Analyst consensus estimates have Exxon's (XOM) earnings likely to show meaningful declines from last year's first quarter to this year. Exxon is projected to have the second worst earnings per share decline among the oil majors:
Exxon's 21% EPS decline is the second-worst among its peer group. The worst is Chevron (CVX), projected at a 25%. Coming in better are Shell's (RDS.A) 18% and BP's (BP) 10% decline. These declines stem from a range of factors, predominantly the lower price of oil in Q1 2019 vs Q1 2018.
Two items disclosed in the past month may weigh on Exxon's earnings more than anticipated in consensus estimates, both in Q1 and future quarters. These are a recent refinery fire at Baytown near Houston and trading losses from Exxon's recently expanded trading group.
The fire was ahead of a potential $1.9 billion expansion at Baytown. It is unclear how much the repairs may cost and if Exxon will be responsible for penalties or further clean air modifications, but the costs could be significant, as could the lost revenue from downtime. A settlement with the DOJ in 2017 required more than $300 million of modifications and a $2.5 million penalty.
The trading losses are particularly interesting. Reuters broke a story on this from my tip (frustrating to be the source and not to be quoted). Incidentally Reuters missed the point - in the presentation by Exxon's head of downstream, the executive mentioned that in a rising oil price environment, investors should expect losses at the high end of the range displayed (up to $250 million). The story wasn't just that Exxon had ramped up trading activities, but that the ramped up activities were resulting in hundreds of millions of dollars of unexpected losses.

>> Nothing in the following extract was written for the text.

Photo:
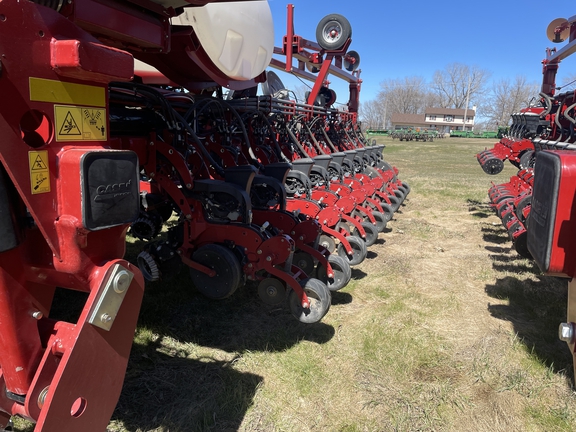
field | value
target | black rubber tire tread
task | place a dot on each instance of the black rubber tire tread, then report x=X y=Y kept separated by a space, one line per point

Both the downtime and repairs at Baytown as well as trading losses from rising oil prices may weigh on Exxon beyond the first quarter. Consensus earnings for Q2 may need to fall as well, which could weigh on the stock. This ties into Exxon and Chevron's ramp up in the Permian.
One explanation for Exxon's acceleration of activity that I hadn't considered was that things might actually be going worse for Exxon elsewhere. Despite confirmed lower well productivity (subsequently confirmed in conversations with multiple service providers to Permian upstream operators) and despite suppressed earnings from shale oil drilling activity (a source of Chevron's EPS decline in Q1), perhaps accelerating activity in the Permian is return maximizing. Perhaps it is an indication of problems elsewhere in Exxon's portfolio (such as refinery fires and trading losses) that Exxon is redirecting capital and finding maximum risk adjusted returns in bottom-quartile Permian development.